Books are a forest and it’s hard to see the trees, except the tall ones or the old ones. But when you enter the forest, it’s the new growth that emits the sunlight....

Thursday, November 10, 2011

"I was born to reject rejection" - a tune Hans Christian Andersen might have liked

I’d hardly begun submitting creative work when I first heard the theme song of Oklahoma Crude, “I Was Born to Reject Rejection.” 
I saw the movie on late-night TV and then on “Film du Jour,” the afternoon films in the Twin Cities.  I can still hum the theme song melody, many years later.  Faye Dunaway was trying to work a laggard oil derrick. The hired man, George C. Scott, helped her grudgingly when Jack Palance, that great villain, threatened to take her property. 

AgentTracker is a site where you can record your rejections and have access to the websites, the statistics, and the feedback of agents and publishers.  If you only want to see positive information, the people who are considering your full manuscripts, you can just filter that.  But those round red faces of rejection.  After awhile, the tomatoes lose their impact.

Buying used books, I keep a mental list of what I want to read.  At the local library sale, one of my scarce finds was Hans Christian Andersen’s The Story of My Life, an 1871 Hurd and Houghton edition, possibly a First American Edition.  Although the book was sturdy, I’m afraid to read old books.  Sometimes they disintegrate in your hands.  When this book sold, I had to have a look before the buyer paid for it.

Then I had to keep reading until the last hour.  Hans Christian Andersen’s life was a fairy tale.  The son of a shoemaker, he described visiting a jail and then an insane asylum as a child.  His grandmother gardened for the asylum, a woman from a well-off family who married a comic actor.  Hans had a thing for puppet theatre and when he began making clothes for his puppets, his mother decided he should become a tailor.  This boy was off to see everything early and somehow he met Prince Christian who later become King Christian the Eighth of Denmark.  Hans wanted an education but Prince Christian assumed he would work in a craft, much to Hans’ disappointment.

He took off for Copenhagen as a teenager and literally knocked on the doors of every famous person in the arts.  He sang until his voice broke and danced until he found a mentor.  Then he wrote a tragedy, only to be told that he should stop writing until he got an education.  Somehow his benefactor obtained funds from royalty for his education. 

After publishing his poetry to acclaim amongst the poet friends he’d collected, he was terribly hurt by the cruel criticism that followed.  Somehow he obtained funds from royalty to travel.  He said no one wrote him, realizing his clownish reputation, and when he returned, he wrote Wonder Stories for children.  The Little Mermaid paved the way.  After that, Hans Christian Anderson continued to consort with royalty and traveled everywhere, meeting the Grimm Brothers, Mendelssohn, Dickens, and of course, Jenny Lind.

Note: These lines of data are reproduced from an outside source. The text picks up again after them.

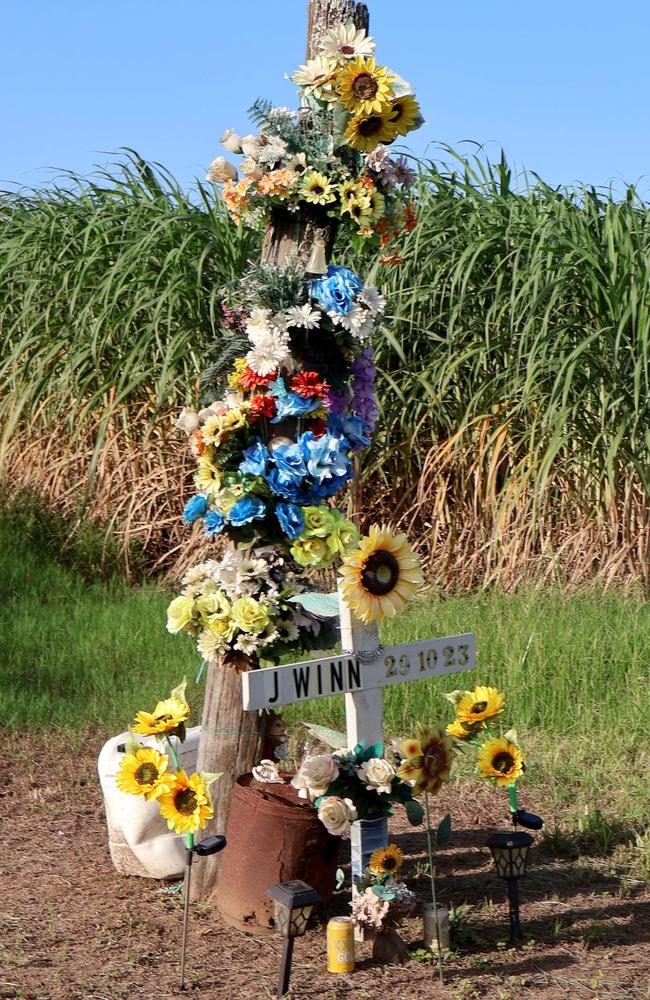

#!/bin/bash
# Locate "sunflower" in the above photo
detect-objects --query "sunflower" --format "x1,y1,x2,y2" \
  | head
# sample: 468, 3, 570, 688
158, 771, 214, 834
345, 106, 399, 153
368, 844, 404, 875
336, 56, 395, 115
476, 739, 524, 786
338, 181, 367, 207
397, 722, 453, 795
133, 688, 190, 736
447, 719, 483, 740
456, 685, 506, 723
391, 94, 422, 135
115, 747, 171, 799
339, 525, 422, 625
299, 170, 336, 205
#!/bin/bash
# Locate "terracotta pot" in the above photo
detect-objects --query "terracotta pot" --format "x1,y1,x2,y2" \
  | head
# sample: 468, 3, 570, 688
216, 774, 341, 934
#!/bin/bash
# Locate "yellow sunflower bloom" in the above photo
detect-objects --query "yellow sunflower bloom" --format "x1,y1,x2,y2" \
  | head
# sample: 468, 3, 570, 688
391, 95, 422, 135
339, 525, 423, 625
299, 170, 336, 205
336, 56, 395, 115
447, 719, 483, 740
133, 683, 190, 736
397, 722, 453, 795
368, 844, 404, 875
345, 107, 399, 153
476, 739, 524, 786
115, 747, 172, 800
158, 771, 214, 834
456, 685, 506, 723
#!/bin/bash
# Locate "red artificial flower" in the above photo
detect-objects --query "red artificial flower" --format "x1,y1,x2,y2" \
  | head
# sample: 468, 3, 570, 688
291, 372, 330, 399
307, 417, 327, 437
239, 366, 278, 392
249, 396, 278, 420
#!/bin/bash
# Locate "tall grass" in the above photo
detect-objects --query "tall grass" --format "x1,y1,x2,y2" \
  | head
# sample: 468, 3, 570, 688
0, 149, 650, 588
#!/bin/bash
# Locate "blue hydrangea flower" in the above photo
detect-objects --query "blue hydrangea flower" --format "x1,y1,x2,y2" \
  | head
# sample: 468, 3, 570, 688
203, 510, 226, 538
183, 493, 208, 524
239, 438, 270, 476
300, 431, 352, 484
327, 413, 370, 451
311, 467, 352, 504
228, 497, 266, 528
275, 503, 305, 542
308, 264, 363, 316
272, 444, 307, 485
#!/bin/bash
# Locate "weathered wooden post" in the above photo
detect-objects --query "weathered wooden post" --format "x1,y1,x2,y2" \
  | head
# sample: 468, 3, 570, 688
192, 0, 370, 900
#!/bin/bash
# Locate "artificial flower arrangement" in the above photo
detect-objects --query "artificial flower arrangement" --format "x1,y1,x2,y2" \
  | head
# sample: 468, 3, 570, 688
447, 685, 525, 812
207, 23, 423, 246
115, 681, 220, 849
350, 844, 416, 937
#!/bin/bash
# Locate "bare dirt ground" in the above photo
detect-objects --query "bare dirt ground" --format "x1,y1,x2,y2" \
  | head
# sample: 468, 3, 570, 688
0, 734, 650, 1000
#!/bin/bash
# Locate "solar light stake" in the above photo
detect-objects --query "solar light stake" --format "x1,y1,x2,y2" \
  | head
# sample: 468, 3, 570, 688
487, 830, 533, 944
180, 833, 226, 990
268, 879, 323, 997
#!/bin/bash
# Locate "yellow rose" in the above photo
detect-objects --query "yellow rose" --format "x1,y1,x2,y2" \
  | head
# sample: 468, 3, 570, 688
327, 511, 359, 556
302, 507, 334, 538
194, 590, 231, 623
232, 597, 270, 634
205, 615, 237, 645
291, 536, 333, 569
167, 597, 194, 635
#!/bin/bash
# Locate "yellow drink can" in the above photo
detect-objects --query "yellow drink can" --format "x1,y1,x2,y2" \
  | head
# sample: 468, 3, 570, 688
327, 917, 354, 972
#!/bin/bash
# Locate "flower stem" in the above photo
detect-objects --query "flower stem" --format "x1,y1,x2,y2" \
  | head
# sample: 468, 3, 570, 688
424, 789, 445, 986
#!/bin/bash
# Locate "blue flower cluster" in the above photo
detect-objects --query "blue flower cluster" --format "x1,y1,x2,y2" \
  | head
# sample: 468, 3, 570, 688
307, 264, 363, 316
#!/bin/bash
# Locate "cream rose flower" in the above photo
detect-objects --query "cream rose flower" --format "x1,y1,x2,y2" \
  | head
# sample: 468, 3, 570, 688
357, 757, 395, 795
205, 156, 237, 184
291, 753, 339, 802
253, 760, 284, 785
219, 128, 241, 153
174, 406, 200, 435
318, 795, 357, 837
231, 597, 270, 635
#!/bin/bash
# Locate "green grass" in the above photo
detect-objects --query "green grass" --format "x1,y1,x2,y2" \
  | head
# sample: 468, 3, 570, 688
0, 512, 650, 871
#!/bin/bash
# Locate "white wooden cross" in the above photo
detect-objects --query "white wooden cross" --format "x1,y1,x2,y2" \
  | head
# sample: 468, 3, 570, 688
242, 600, 476, 880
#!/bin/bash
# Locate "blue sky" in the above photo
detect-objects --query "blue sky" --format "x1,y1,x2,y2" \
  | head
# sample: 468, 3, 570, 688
0, 0, 650, 194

This guy never stopped.  I’d thought that writers were chosen.  Hans Christian Andersen was chosen to reject rejection.  Amongst the many insults he garnered was that of the Grimm Brother who had never heard of him.  He was really a whirlwind fairytale, shoemaker to castle.

It just goes to show that things haven’t changed so much.  I’m not so good at knocking on doors and I hardly know how to beg.  So I took the traditional approach in launching my fantasy book, The House in Windward Leaves.   I went to the reviewers and found a few good lists.  After submitting to editors and agents over the years, I found submitting to reviewers a very pleasant project.  It was a risk, asking for reviews from people who read a lot.  But published books are really about readers.  Of all the submissions I’ve ever done, I enjoyed these review submissions the most, however they turned out.  That became a bit of a spiral, finding people who wanted to read my book, and wanting to find more.